Neither BHP Billiton nor Rio Tinto will comment on iron ore prices or their economic impact until negotiations are completed, but both miners have called for a change to the current benchmark pricing system.

A Clash of Iron Wills

Negotiations between iron ore miners and steelmakers are dangerously close to fizzling out for the second year running - and they may be done for good.

Some miners in the past have lobbied to replace the annual benchmark system with a quarterly pricing system based on the spot market.

"For many years we have said that this market has to change, and will change," BHP Billiton Chief Executive Officer Marius Kloppers told reporters earlier this month. "We would love to sign longer term volume contracts priced on an index."

BHP has led that charge by refusing to sign new long-term deals in 2008, spelling an end to all benchmark sales by the end of the decade.

"We are assuming BHP Billiton [will] roll most of its Chinese customers onto index-linked prices," Morgan Stanley (NYSE: MS) analysts said in a recent report. "We understand [BHP] is likely to revoke contracts that have expired due to Chinese steel mills failing to sign new prices in 2009 by the drop-dead date embedded in supply contracts."

The company is "moving away from the annual benchmark price system to ... a spot market that daily sets a clearing price," the brokerage said.

However, BHP's customers are reluctant to follow suit. Some observers think that could change this year, but others are more skeptical.
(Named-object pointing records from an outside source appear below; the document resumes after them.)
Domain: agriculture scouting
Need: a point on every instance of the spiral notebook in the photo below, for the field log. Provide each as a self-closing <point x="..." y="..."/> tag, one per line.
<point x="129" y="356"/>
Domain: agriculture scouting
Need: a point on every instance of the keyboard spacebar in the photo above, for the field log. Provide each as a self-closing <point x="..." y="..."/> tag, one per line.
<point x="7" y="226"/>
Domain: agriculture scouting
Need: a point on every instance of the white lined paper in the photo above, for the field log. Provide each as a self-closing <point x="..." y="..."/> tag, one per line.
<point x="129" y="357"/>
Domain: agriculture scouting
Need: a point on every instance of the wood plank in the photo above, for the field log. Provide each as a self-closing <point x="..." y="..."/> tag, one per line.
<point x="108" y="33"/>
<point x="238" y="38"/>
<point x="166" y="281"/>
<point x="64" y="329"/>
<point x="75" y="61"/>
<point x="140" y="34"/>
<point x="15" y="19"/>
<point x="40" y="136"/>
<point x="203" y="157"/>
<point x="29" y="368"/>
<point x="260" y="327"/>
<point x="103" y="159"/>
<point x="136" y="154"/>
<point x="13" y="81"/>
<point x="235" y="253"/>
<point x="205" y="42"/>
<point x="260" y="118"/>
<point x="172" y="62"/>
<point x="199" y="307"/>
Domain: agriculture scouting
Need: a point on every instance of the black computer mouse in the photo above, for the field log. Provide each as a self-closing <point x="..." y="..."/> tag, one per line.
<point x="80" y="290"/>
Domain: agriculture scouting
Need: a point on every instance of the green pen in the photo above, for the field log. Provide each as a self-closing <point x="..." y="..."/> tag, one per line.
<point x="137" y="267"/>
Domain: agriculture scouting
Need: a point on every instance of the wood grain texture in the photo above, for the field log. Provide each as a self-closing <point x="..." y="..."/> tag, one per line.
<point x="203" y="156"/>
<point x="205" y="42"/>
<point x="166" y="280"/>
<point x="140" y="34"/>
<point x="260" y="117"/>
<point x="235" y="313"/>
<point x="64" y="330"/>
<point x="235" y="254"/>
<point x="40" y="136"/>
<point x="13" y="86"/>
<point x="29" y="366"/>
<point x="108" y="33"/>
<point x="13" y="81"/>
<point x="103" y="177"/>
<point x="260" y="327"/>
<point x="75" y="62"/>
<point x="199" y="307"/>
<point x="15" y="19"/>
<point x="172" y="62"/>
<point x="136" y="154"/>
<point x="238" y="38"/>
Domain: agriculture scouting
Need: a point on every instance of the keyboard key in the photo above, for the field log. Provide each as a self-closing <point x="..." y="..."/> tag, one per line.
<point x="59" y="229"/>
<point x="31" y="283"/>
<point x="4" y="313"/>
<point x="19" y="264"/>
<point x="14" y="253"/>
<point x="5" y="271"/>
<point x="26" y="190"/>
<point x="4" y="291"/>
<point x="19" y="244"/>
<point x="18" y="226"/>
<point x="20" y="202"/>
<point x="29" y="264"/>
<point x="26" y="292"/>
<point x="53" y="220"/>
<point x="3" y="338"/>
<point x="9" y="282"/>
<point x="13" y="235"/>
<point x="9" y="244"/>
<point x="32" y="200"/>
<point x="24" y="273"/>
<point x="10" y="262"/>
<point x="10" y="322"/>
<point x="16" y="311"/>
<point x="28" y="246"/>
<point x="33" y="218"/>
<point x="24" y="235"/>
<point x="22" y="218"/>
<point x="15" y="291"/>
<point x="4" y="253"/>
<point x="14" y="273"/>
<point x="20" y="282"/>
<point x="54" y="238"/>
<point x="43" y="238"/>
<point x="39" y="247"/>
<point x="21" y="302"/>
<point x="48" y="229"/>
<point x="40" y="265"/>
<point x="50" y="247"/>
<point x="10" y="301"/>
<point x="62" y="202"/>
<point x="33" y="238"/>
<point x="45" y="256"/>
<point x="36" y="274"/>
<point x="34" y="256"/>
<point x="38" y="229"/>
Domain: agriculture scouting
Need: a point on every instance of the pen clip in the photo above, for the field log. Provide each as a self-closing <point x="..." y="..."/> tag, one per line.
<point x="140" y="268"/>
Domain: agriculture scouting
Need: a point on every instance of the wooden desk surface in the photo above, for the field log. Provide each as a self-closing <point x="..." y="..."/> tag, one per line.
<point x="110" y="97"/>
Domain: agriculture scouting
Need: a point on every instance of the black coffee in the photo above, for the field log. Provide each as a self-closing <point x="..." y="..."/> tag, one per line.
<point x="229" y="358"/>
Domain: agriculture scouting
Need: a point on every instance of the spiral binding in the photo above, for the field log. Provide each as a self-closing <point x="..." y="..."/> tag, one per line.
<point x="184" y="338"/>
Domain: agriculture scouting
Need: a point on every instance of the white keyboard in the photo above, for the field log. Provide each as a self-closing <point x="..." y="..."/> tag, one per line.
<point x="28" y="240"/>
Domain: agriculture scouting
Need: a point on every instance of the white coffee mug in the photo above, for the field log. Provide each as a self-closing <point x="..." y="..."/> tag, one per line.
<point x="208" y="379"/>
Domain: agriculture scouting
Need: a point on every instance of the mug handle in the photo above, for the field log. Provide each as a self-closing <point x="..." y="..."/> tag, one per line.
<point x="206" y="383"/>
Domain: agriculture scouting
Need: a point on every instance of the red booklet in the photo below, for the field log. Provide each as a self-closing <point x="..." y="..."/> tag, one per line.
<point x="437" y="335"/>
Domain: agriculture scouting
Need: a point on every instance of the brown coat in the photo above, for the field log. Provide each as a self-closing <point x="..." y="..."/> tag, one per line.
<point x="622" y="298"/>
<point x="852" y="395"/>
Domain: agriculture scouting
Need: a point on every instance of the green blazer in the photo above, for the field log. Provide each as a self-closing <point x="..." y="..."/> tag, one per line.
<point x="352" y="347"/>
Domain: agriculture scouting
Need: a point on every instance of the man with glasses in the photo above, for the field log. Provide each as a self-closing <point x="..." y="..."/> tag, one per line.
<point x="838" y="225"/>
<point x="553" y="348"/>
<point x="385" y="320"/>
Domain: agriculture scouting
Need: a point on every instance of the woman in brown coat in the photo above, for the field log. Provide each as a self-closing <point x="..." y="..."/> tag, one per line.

"The Chinese obsession with trying to argue the iron ore price on a short-term basis from year to year rather than taking a strategic perspective to encourage the expansion of low-cost iron ore capacity has been a major contributing factor to the situation they find themselves in year after year," former BHP Billiton China CEO Clinton Dines, a 20-year veteran of the company and China who stepped down last year, told The Australian.

"The system has cost the Chinese billions," Dines added. "By being short term and bloody minded they encouraged the expansion of high-cost capacity and effectively promoted the spot market, where high-cost producers sell their iron ore. They shot themselves in the foot."

But before accepting higher contract prices or a change to the current system, Chinese steelmakers appear determined to explore one option of last resort: Appealing to China's central government.

More than 10 of the nation's top steel mills have formally petitioned Chinese Premier Wen Jiabao to make the iron ore benchmark price talks "a matter of national importance".

"The domestic steel companies can no longer bear such high quotes of iron ore and have been forced to hike steel prices to pass on the costs," an unnamed source told the China Securities Journal. "Escalating the solution of the iron ore imports issue to the national level can avoid internal friction and protect the overall interest of China's steel industry."

Australia responded this week, asking that Beijing refrain from getting involved and giving assurances that it will do the same.

"We won't be getting involved. I've made the point to China and I repeat the point, we recognize China's market economy status," Australian Trade Minister Simon Crean told reporters in Canberra. "All we ask in return is that it act in accordance with market principles, not seek to get government involved."

However, China's Commerce Ministry said yesterday (Tuesday) that it was preparing a "new policy" to support its steel industry.

"As the world's largest iron ore consumer, the interests of Chinese steel mills should be reflected in the negotiations," Commerce Ministry spokesman Yao Jian told reporters.

Yao did not specify what actions Beijing would take to support China's steel mills, but it could issue preferential tariffs on long-term contracts.

Australian Trade Minister Crean was justifiably irritated at Beijing's response.

"You can't have the government intervene to set prices for what is an internationally traded commodity," he told Australian radio. "China wanted to be recognized as a market economy and what we say is that if that's the case, we have recognized you as a market economy, act like one. Act in accordance with market principles."